Data Is (Always) Different
Inconveniently for database and software designers, input data is almost never organized the same way as their ad hoc schema. Furthermore, input data usually varies in format over time, as users decide to include more or fewer fields, when personnel changes or software updates cause confusion in data extract procedures, or when new systems are added to the input -- or for a host of other reasons.
A useful data analysis system must not only adapt itself to input data, but also adapt itself to changes in the input data over time. This requires the following:
- An easy way for users to "type" their data so that the system can catch and repair formatting errors
- An easy way for users to understand whether data have been loaded correctly
- An easy way for users to add data to the system when the data requires transformation because it may not match the format or semantics of previous data added to the system
Transforming input data
Consider the problem of input data that changes over time. Here is the typical issue, diagrammed out as solved by Spendata.

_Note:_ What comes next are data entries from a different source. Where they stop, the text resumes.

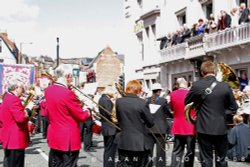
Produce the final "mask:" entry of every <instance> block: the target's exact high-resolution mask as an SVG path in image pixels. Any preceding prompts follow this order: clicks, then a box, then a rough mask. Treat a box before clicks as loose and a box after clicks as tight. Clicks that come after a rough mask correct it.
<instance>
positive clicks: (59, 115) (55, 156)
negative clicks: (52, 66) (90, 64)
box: [45, 66, 90, 167]
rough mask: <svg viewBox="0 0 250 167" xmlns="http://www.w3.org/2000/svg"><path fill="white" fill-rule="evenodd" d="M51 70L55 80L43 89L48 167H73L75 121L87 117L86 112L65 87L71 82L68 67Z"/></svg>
mask: <svg viewBox="0 0 250 167" xmlns="http://www.w3.org/2000/svg"><path fill="white" fill-rule="evenodd" d="M55 72H56V77H57V78H58V79H57V81H56V82H55V83H54V84H53V85H52V86H49V87H48V88H47V89H46V90H45V99H46V107H47V109H48V110H47V114H48V120H49V127H48V133H47V141H48V145H49V147H50V153H49V167H54V166H72V167H75V166H77V161H78V156H79V150H80V149H81V137H80V127H79V123H80V122H84V121H86V120H87V119H89V117H90V114H89V113H88V111H87V110H82V107H81V105H80V103H79V100H78V99H77V97H76V95H75V94H74V92H73V91H72V90H70V89H69V88H68V87H69V86H70V82H71V81H72V74H71V72H72V70H71V69H70V68H69V67H68V66H61V67H59V68H57V69H56V71H55Z"/></svg>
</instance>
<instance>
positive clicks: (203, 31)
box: [198, 19, 206, 35]
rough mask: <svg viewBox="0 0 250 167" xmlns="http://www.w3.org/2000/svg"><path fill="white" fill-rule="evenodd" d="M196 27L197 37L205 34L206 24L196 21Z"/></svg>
mask: <svg viewBox="0 0 250 167" xmlns="http://www.w3.org/2000/svg"><path fill="white" fill-rule="evenodd" d="M198 26H199V28H198V35H203V34H204V32H205V27H206V24H204V21H203V19H199V20H198Z"/></svg>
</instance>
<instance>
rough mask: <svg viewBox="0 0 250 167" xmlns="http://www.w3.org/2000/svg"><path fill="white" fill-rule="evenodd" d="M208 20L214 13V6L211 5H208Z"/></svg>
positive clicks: (207, 18)
mask: <svg viewBox="0 0 250 167" xmlns="http://www.w3.org/2000/svg"><path fill="white" fill-rule="evenodd" d="M205 8H206V18H207V19H209V18H210V15H211V14H212V13H213V4H212V3H210V4H208V5H206V7H205Z"/></svg>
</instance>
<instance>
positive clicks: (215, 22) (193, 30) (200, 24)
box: [160, 3, 250, 49]
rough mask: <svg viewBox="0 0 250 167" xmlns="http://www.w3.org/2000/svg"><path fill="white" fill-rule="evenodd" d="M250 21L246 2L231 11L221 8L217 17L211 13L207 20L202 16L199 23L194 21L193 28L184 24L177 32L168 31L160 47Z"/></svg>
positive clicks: (232, 27)
mask: <svg viewBox="0 0 250 167" xmlns="http://www.w3.org/2000/svg"><path fill="white" fill-rule="evenodd" d="M249 21H250V10H249V9H248V8H247V7H246V4H245V3H241V4H240V7H235V8H233V9H232V10H231V11H230V13H227V12H226V11H225V10H221V11H220V13H219V14H218V16H217V19H216V17H215V15H214V14H210V16H209V18H208V19H207V20H204V19H202V18H200V19H199V20H198V23H194V24H193V26H192V27H191V28H189V27H188V26H187V25H186V24H184V25H183V26H182V27H181V28H180V29H178V30H177V31H176V32H173V33H171V32H169V33H167V35H166V36H165V37H163V38H160V41H161V42H160V49H163V48H167V47H171V46H174V45H177V44H180V43H183V42H184V41H186V40H187V39H188V38H190V37H194V36H198V35H203V34H210V33H214V32H217V31H220V30H224V29H227V28H235V27H237V26H239V25H241V24H244V23H248V22H249Z"/></svg>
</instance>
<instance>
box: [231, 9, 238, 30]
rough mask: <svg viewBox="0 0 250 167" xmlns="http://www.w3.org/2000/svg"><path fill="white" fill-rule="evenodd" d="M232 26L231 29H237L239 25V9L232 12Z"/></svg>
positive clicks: (236, 9)
mask: <svg viewBox="0 0 250 167" xmlns="http://www.w3.org/2000/svg"><path fill="white" fill-rule="evenodd" d="M230 13H231V18H232V24H231V27H233V28H235V27H237V26H238V25H239V14H238V8H233V9H232V10H231V11H230Z"/></svg>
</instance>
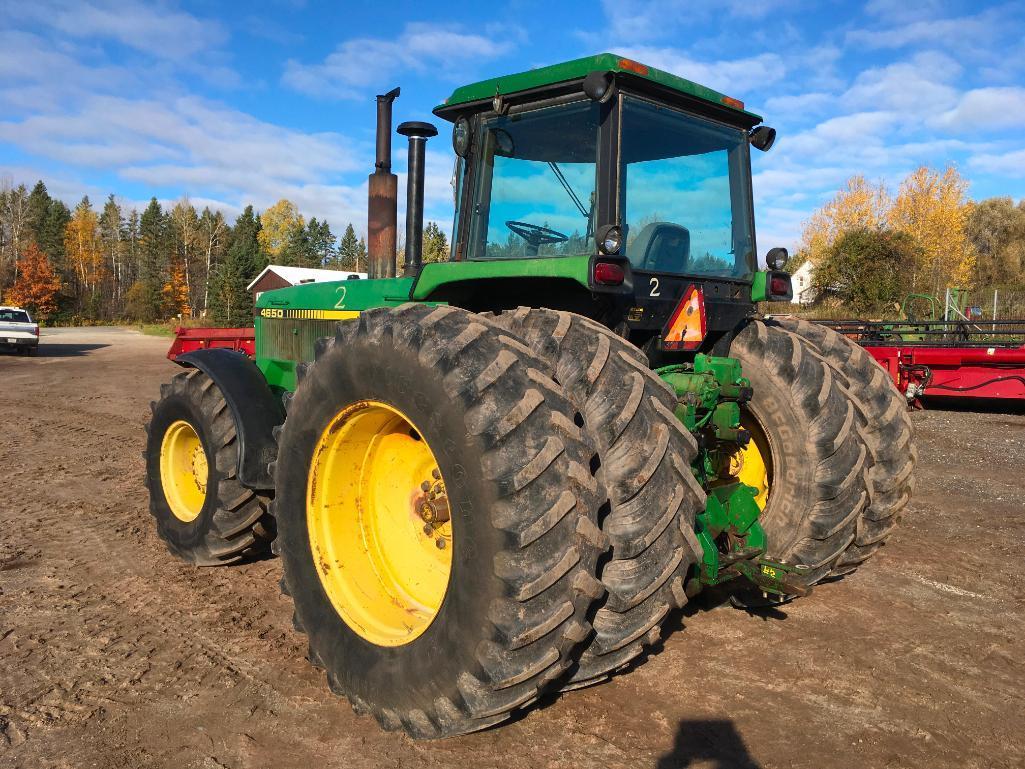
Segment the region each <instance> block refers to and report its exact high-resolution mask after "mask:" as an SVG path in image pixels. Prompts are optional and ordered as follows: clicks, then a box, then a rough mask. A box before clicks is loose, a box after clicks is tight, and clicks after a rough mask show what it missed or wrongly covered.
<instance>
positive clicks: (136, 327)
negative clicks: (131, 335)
mask: <svg viewBox="0 0 1025 769" xmlns="http://www.w3.org/2000/svg"><path fill="white" fill-rule="evenodd" d="M132 328H134V329H136V330H138V331H141V332H142V333H145V334H149V335H150V336H174V326H170V325H168V324H166V323H140V324H138V325H136V326H132Z"/></svg>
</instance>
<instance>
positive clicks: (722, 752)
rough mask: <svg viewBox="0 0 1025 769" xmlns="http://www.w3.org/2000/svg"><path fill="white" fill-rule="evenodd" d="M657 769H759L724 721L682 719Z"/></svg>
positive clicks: (659, 760)
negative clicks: (673, 739) (696, 767)
mask: <svg viewBox="0 0 1025 769" xmlns="http://www.w3.org/2000/svg"><path fill="white" fill-rule="evenodd" d="M655 766H656V767H657V769H687V767H696V766H701V767H708V769H761V765H760V764H758V763H757V762H756V761H755V760H754V759H753V758H752V757H751V755H750V754H749V753H747V745H745V744H744V740H743V738H742V737H741V736H740V733H739V732H738V731H737V728H736V727H735V726H734V725H733V722H732V721H730V720H728V719H708V720H704V719H686V720H684V721H681V722H680V726H678V727H676V738H675V740H674V741H673V743H672V750H671V751H670V752H669V753H667V754H665V755H664V756H662V757H660V758H659V760H658V763H657V764H656V765H655Z"/></svg>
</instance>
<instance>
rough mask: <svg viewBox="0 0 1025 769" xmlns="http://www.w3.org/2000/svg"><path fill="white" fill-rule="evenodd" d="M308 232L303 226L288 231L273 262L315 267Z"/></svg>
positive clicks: (280, 263) (282, 264)
mask: <svg viewBox="0 0 1025 769" xmlns="http://www.w3.org/2000/svg"><path fill="white" fill-rule="evenodd" d="M314 261H315V256H314V254H313V248H312V247H311V243H310V233H309V231H308V230H306V228H304V227H296V228H293V229H292V230H290V231H289V233H288V238H287V239H286V240H285V244H284V245H283V246H282V247H281V249H280V250H279V251H278V255H277V257H276V259H275V264H277V265H284V266H286V267H315V265H314Z"/></svg>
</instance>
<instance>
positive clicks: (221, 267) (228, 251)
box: [210, 206, 267, 326]
mask: <svg viewBox="0 0 1025 769" xmlns="http://www.w3.org/2000/svg"><path fill="white" fill-rule="evenodd" d="M259 235H260V220H259V217H258V216H256V215H255V214H254V213H253V207H252V206H246V209H245V211H243V212H242V213H241V214H240V215H239V218H238V219H237V220H236V222H235V228H234V232H233V237H232V244H231V246H230V247H229V249H228V253H227V254H226V255H224V259H223V261H221V262H220V264H219V265H217V266H216V267H215V268H214V269H213V271H212V277H211V280H210V313H211V315H212V317H213V320H214V322H216V323H220V324H224V325H229V326H235V325H241V324H248V323H250V322H251V321H252V314H253V297H252V294H251V293H250V292H249V290H248V289H247V288H246V286H248V285H249V283H251V282H252V280H253V278H255V277H256V276H257V275H258V274H259V272H260V271H261V270H262V269H263V268H264V267H267V255H265V254H264V253H263V251H262V250H261V248H260V239H259Z"/></svg>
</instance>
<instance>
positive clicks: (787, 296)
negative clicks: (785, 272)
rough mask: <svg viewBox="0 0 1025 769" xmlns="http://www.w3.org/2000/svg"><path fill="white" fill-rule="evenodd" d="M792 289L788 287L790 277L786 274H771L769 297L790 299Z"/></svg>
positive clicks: (790, 287)
mask: <svg viewBox="0 0 1025 769" xmlns="http://www.w3.org/2000/svg"><path fill="white" fill-rule="evenodd" d="M791 291H792V288H791V287H790V276H789V275H786V274H782V275H781V274H779V273H773V274H772V275H770V276H769V295H770V296H772V297H773V298H777V297H781V298H787V299H788V298H790V296H791Z"/></svg>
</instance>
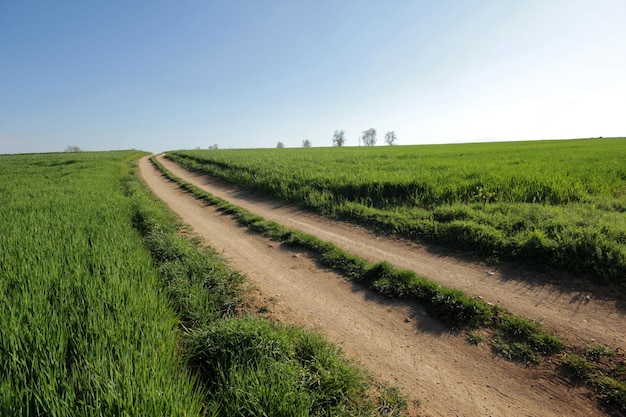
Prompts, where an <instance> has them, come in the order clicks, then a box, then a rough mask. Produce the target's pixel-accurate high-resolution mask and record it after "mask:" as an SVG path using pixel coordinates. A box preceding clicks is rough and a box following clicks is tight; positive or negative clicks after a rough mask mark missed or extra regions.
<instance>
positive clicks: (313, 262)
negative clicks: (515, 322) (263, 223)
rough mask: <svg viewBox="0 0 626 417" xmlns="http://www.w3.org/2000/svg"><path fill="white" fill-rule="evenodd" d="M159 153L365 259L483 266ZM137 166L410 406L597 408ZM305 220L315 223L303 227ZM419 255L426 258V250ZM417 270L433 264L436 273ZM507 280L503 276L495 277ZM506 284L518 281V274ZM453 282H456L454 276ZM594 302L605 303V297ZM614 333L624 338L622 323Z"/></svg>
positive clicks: (599, 411) (159, 186) (433, 409)
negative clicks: (401, 392)
mask: <svg viewBox="0 0 626 417" xmlns="http://www.w3.org/2000/svg"><path fill="white" fill-rule="evenodd" d="M161 162H162V163H164V164H165V165H166V166H167V168H168V169H170V170H172V172H174V173H175V175H178V176H180V177H181V178H184V179H185V180H186V181H189V182H192V183H195V184H196V185H198V186H200V187H202V188H204V189H206V190H207V191H209V192H211V193H212V194H214V195H217V196H220V197H222V198H224V199H226V200H229V201H231V202H233V203H234V204H237V205H241V206H243V207H246V208H247V209H248V210H249V211H251V212H253V213H257V214H259V215H261V216H263V217H265V218H266V219H269V220H274V221H277V222H278V223H280V224H283V225H284V226H286V227H291V228H294V229H300V230H303V231H305V232H307V233H310V234H313V235H318V236H319V237H321V238H322V239H326V240H329V241H332V240H333V239H330V238H328V236H329V237H333V236H334V239H336V240H338V242H343V243H341V244H340V243H337V242H335V243H336V244H337V245H338V246H341V247H345V246H346V245H347V246H348V247H347V248H346V249H347V250H349V251H351V252H353V253H356V254H360V255H361V256H364V257H366V258H368V259H372V260H377V259H378V258H379V257H382V258H381V259H386V260H389V261H391V262H392V263H394V264H395V265H397V266H399V267H402V268H410V269H414V270H416V271H417V272H418V273H420V274H422V275H425V276H427V277H429V278H431V279H434V280H437V277H439V276H444V275H445V276H449V275H453V276H455V277H456V280H458V281H463V282H465V281H467V282H470V278H467V274H466V268H467V269H469V270H470V271H471V270H472V269H475V270H476V274H477V276H478V279H479V280H480V281H483V280H484V279H485V275H486V274H485V273H484V270H481V269H480V268H479V267H476V266H472V265H462V264H460V263H459V262H458V261H454V260H446V259H445V258H437V257H435V256H432V255H429V254H428V253H426V252H424V251H421V250H418V249H416V248H412V247H410V246H407V245H404V244H398V243H397V242H393V241H388V240H386V239H379V238H376V237H375V236H372V235H369V234H368V233H366V232H365V231H363V230H361V229H359V228H355V227H352V226H346V225H342V224H339V223H336V222H330V221H328V220H325V219H319V218H317V217H316V216H313V215H310V214H304V213H302V212H300V211H299V210H297V209H294V208H292V207H288V206H284V205H281V204H277V203H275V202H274V203H271V202H263V201H256V200H257V199H255V198H254V197H250V196H249V195H246V194H243V193H239V192H237V191H236V190H233V189H228V188H223V187H222V186H220V185H219V184H214V183H213V182H212V181H211V180H210V179H208V178H206V177H202V176H199V175H197V174H190V173H188V172H187V171H185V170H182V169H180V168H179V167H177V166H176V165H175V164H173V163H171V162H169V161H167V160H164V159H161ZM140 170H141V174H142V176H143V178H144V179H145V180H146V182H147V183H148V185H149V186H150V188H151V189H152V190H153V191H154V193H155V194H156V195H157V196H158V197H159V198H161V199H163V200H164V201H165V202H166V203H167V204H168V205H169V206H170V207H171V208H172V209H173V210H174V211H176V212H177V213H178V214H179V215H180V216H181V217H182V219H183V220H184V221H185V223H187V224H189V225H190V226H191V227H192V228H193V229H194V231H195V232H196V233H198V234H199V235H201V236H202V237H203V238H204V239H205V240H206V241H207V243H208V244H210V245H211V246H212V247H213V248H215V249H216V250H218V251H219V252H223V254H224V256H225V257H226V258H227V259H229V260H230V263H231V265H232V267H233V268H235V269H237V270H239V271H241V272H242V273H244V274H245V275H247V276H248V278H249V279H250V280H251V281H253V282H254V283H256V285H257V286H258V287H259V289H260V294H261V295H260V296H261V297H265V298H267V299H268V300H270V299H273V298H275V299H276V300H277V302H276V303H275V305H272V306H271V309H272V310H274V309H276V310H277V314H279V315H280V316H281V318H282V319H284V320H285V321H288V322H294V323H299V324H301V325H304V326H307V327H315V328H317V329H319V330H321V331H322V333H324V334H325V335H326V336H327V337H328V339H329V340H331V341H333V342H335V343H337V344H338V345H340V346H341V347H342V349H343V350H344V351H345V352H346V353H347V354H348V356H351V357H354V358H356V359H357V360H359V361H360V362H361V363H363V365H364V366H365V367H366V368H368V369H370V370H371V371H372V372H374V373H375V374H376V375H378V376H379V377H380V378H382V379H383V380H389V381H390V382H392V383H394V384H397V385H399V386H400V387H401V388H402V389H403V391H404V392H405V393H407V394H409V395H410V396H411V397H413V398H418V399H420V400H421V406H420V407H419V410H418V411H419V413H420V414H421V415H425V416H456V415H458V416H563V415H568V416H601V415H604V414H602V412H600V411H599V410H598V409H597V408H596V406H595V403H594V402H593V401H592V400H589V399H588V392H587V391H586V389H584V388H580V387H571V386H568V385H567V384H566V383H564V382H563V381H560V380H559V379H558V378H557V377H556V376H555V375H554V373H553V372H552V371H551V370H549V369H548V370H544V369H543V368H542V367H538V368H526V367H524V366H520V365H517V364H514V363H510V362H507V361H505V360H503V359H500V358H499V357H496V356H494V355H493V354H492V353H491V351H490V349H489V348H488V347H487V346H472V345H469V344H468V343H467V341H466V340H465V338H464V337H463V336H459V335H455V334H451V333H449V332H448V331H447V330H446V329H445V328H444V327H442V326H440V325H439V324H438V323H437V322H435V321H432V320H431V319H429V317H428V315H426V314H425V313H424V312H423V310H422V309H421V308H419V307H418V306H415V305H407V304H406V303H393V302H390V301H389V300H387V299H383V298H381V297H378V296H375V295H372V294H371V293H370V292H367V291H363V290H362V289H361V288H359V287H358V286H353V285H351V284H350V283H348V282H346V281H345V280H343V279H342V278H341V277H339V276H338V275H336V274H334V273H330V272H327V271H324V270H322V269H319V268H318V266H317V265H316V264H315V262H314V261H312V260H311V259H309V258H308V257H307V256H306V254H294V253H293V252H289V251H287V250H284V249H283V248H282V247H281V246H280V245H279V244H276V243H275V242H271V241H269V240H267V239H265V238H263V237H261V236H258V235H256V234H253V233H249V232H248V231H247V230H246V229H244V228H242V227H240V226H238V225H237V224H236V223H235V222H234V221H233V220H232V219H231V218H230V217H228V216H224V215H222V214H221V213H219V212H217V211H215V210H214V209H213V208H212V207H206V206H205V205H204V204H202V203H200V202H198V201H197V200H195V199H194V198H193V197H190V196H189V195H187V194H185V193H184V192H182V191H180V190H179V189H178V187H177V186H176V185H175V184H173V183H171V182H169V181H167V180H166V179H164V178H163V177H162V176H161V175H160V174H159V173H158V172H157V171H156V170H155V169H154V168H153V167H152V165H151V164H150V162H149V161H148V159H147V158H143V159H142V160H141V161H140ZM311 224H313V226H311ZM311 227H312V228H313V232H311V231H310V230H308V229H307V228H311ZM317 229H319V230H318V231H317V232H315V230H317ZM373 242H378V243H377V244H374V243H373ZM388 245H392V246H388ZM369 246H373V247H374V248H375V249H374V252H373V253H369V255H368V256H365V255H363V254H361V253H360V252H359V251H366V252H367V249H364V248H367V247H369ZM402 251H405V253H408V254H410V255H405V256H409V258H410V259H408V260H405V261H404V262H416V261H415V259H421V262H424V263H427V265H421V266H419V268H417V267H415V268H413V267H408V266H405V265H403V264H400V263H398V262H399V260H400V259H402V258H403V255H402V253H403V252H402ZM427 255H428V256H430V257H431V258H432V259H431V260H429V259H428V258H427V257H426V256H427ZM411 259H412V260H411ZM449 262H450V263H449ZM424 271H433V274H434V275H435V276H431V275H429V274H428V273H426V272H424ZM487 278H489V277H487ZM491 278H493V276H492V277H491ZM495 282H496V283H498V282H499V280H495ZM442 283H444V282H442ZM505 284H507V282H504V284H502V285H505ZM446 285H449V284H446ZM476 285H478V284H476ZM498 285H500V284H498ZM514 285H516V286H517V287H520V284H514ZM451 286H455V287H458V288H461V286H460V285H451ZM520 288H521V287H520ZM531 291H532V292H531ZM537 291H538V290H537V289H536V288H529V289H527V290H519V289H518V290H515V291H511V292H510V293H509V294H508V295H507V297H506V298H505V297H504V296H503V297H502V299H501V300H500V301H502V303H501V304H503V305H506V304H505V303H504V300H508V299H511V298H514V297H516V296H518V297H519V298H533V297H534V298H536V297H535V294H536V293H537ZM469 292H472V293H473V292H474V291H469ZM482 294H483V297H485V299H488V300H489V299H491V295H489V294H488V292H487V291H485V292H482ZM544 297H547V296H544ZM559 298H560V296H558V297H557V296H552V297H551V298H549V301H550V303H552V304H554V303H553V299H556V300H558V299H559ZM498 300H499V299H494V301H498ZM540 300H541V298H539V299H537V298H536V299H535V301H534V304H536V305H537V307H538V308H541V307H542V306H545V305H546V304H547V301H544V302H543V303H542V302H540ZM546 300H547V299H546ZM589 304H591V302H589V303H587V304H581V305H580V306H579V307H578V310H577V311H576V312H575V314H577V315H578V314H582V313H580V308H581V307H582V308H584V307H586V306H589ZM602 305H603V306H604V308H606V306H607V305H610V304H609V303H604V304H602ZM506 306H507V308H510V307H509V306H508V305H506ZM544 308H545V307H544ZM596 308H601V307H600V306H597V307H596ZM511 310H513V311H514V312H516V311H515V310H514V309H512V308H511ZM546 310H547V311H549V310H550V309H546ZM517 313H519V311H517ZM541 314H543V313H541ZM615 314H618V313H617V312H615ZM546 315H547V314H546ZM585 317H587V316H585ZM589 317H593V314H589ZM544 321H546V322H547V320H544ZM620 336H621V337H622V338H623V333H621V334H620ZM600 340H602V339H600ZM622 341H623V339H622ZM548 368H549V366H548Z"/></svg>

In the diagram above, Spendata created an input format ("format1") for the original file ("tranche1"). When a new file of a different format is loaded, the user is provided with a dialog that matches the new fields to the existing fields. The dialog provides for visual matching of fields as well as automatic matching by field name. If desired, the user appends new fields that are missing from the original format, and the system populates those new fields (missing in the original data) with blanks. Spendata then creates a new input format for these records ("format2") that can be used subsequently when new data appears in that format.
This functionality covers most of the cases commonly encountered. It does not, however, cover the case of data that requires more complex transformations before it can be merged with existing data. We discuss this in a subsequent post.